On this day 22 years ago, we rescued an orphan under the most pitiful circumstances: A calf, barely a week old, had become hopelessly stuck in a waterhole in Meru National Park. She spent hours submerged in mud as the glaring sun baked her little body. One ear became so burnt that, upon her arrival at the Nursery, the top edge crumbled off entirely.
That was 1999. Over the intervening years, Kinna blossomed in our care — first at the Nursery, then at our Ithumba Reintegration Unit — and eventually transitioned to the wild. In March 2017, Kinna became a first-time mum. She included us in this milestone moment, sharing Kama just after giving birth to her.
It is a privilege to raise any orphaned elephant from infancy, but even more so, to later watch them raise their own families. Although Kinna is now leading a fully wild life, she continues to visit her human-elephant family at Ithumba regularly. Over the past 22 months, we have witnessed her second pregnancy unfold, and knew she was expecting her new arrival any day now.
On the morning of 17th October, Kinna, Kama, and the rest of Yatta’s ex orphan herd converged upon Ithumba with a chorus of trumpets. This level of fanfare could only mean one thing: a baby announcement and sure enough, Kinna had a newborn scuttling by her side. She was still petal pink behind the ears and wobbly on her legs, but looking very healthy. We have named her Kaia, a nod to the ancient red earth she will call home.

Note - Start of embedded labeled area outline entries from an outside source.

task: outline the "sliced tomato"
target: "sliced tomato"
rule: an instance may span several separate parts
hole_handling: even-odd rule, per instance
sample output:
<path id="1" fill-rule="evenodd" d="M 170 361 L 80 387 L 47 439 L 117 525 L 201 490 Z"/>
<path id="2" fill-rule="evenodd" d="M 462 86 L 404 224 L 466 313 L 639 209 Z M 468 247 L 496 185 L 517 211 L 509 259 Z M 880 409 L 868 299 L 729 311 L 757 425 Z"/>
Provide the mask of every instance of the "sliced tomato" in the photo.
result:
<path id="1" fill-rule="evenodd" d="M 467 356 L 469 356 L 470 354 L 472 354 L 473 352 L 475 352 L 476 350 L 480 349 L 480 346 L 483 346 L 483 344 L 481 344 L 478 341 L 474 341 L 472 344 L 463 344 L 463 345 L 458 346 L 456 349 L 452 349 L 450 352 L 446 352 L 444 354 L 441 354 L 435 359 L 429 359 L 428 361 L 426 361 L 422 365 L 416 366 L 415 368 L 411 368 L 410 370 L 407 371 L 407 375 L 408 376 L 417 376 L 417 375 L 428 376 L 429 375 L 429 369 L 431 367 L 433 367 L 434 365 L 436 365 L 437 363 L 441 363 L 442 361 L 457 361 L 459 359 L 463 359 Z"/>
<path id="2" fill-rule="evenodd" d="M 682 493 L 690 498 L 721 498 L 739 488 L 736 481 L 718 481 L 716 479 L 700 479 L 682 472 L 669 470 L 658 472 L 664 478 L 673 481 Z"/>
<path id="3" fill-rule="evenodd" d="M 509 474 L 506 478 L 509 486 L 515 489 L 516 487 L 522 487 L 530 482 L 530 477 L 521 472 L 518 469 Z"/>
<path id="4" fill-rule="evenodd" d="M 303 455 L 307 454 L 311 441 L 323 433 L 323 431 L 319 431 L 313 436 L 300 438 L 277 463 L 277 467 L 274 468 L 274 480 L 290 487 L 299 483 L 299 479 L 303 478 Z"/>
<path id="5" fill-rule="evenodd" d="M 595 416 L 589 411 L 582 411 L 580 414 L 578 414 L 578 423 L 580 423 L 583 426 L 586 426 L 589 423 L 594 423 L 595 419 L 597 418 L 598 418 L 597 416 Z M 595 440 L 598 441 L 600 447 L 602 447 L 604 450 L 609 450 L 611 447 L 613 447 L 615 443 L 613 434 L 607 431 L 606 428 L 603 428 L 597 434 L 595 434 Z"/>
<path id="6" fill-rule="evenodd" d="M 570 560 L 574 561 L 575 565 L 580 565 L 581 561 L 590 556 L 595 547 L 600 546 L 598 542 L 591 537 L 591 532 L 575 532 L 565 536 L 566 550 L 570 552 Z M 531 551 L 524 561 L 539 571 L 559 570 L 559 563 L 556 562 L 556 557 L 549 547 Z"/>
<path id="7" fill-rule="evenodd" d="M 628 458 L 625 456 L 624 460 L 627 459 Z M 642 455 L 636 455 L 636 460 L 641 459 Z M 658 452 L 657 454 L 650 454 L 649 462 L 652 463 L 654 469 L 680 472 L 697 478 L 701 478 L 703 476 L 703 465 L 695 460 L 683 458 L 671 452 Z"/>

After introducing Kaia to the Keepers and dependent herd, Kinna and the others ushered her to the nearby bush, where they spent several hours browsing in the shade. Kama, who is nearly four years old, is already excelling as a big sister. Walking step-in-step with her mum, she is making it clear to any other nanny hopefuls that she has dibs on Kaia. Of course, Kinna will benefit from the support of all her grown girlfriends, but it’s lovely to see Kama taking such an active role from the outset. Sities, Mutara, Suguta, Turkwel and Kainuk have quickly become a doting entourage to Kinna, Kama and baby Kaia.
As the sun began to set, Kinna, Kama, and Kaia strolled back towards the stockades. Our Keepers managed to set out a private lucerne feast for Kinna, which she tucked into with great enthusiasm. During these dry times, it is vital that elephant mums remain nourished to fuel their milk supply. While Kinna ate, Kaia suckled for a long time. Once her belly was full, she settled down for a nap, resting her head on a small pile of lucerne.
This is a moment to reflect on how far Kinna has come. 22 years ago to the day, she nearly met an untimely end in a muddy mire. Now, she is successfully navigating the Tsavo landscape — with not one, but two of her own babies by her side. It will be a privilege to witness how Kaia comes into her own as time unfolds.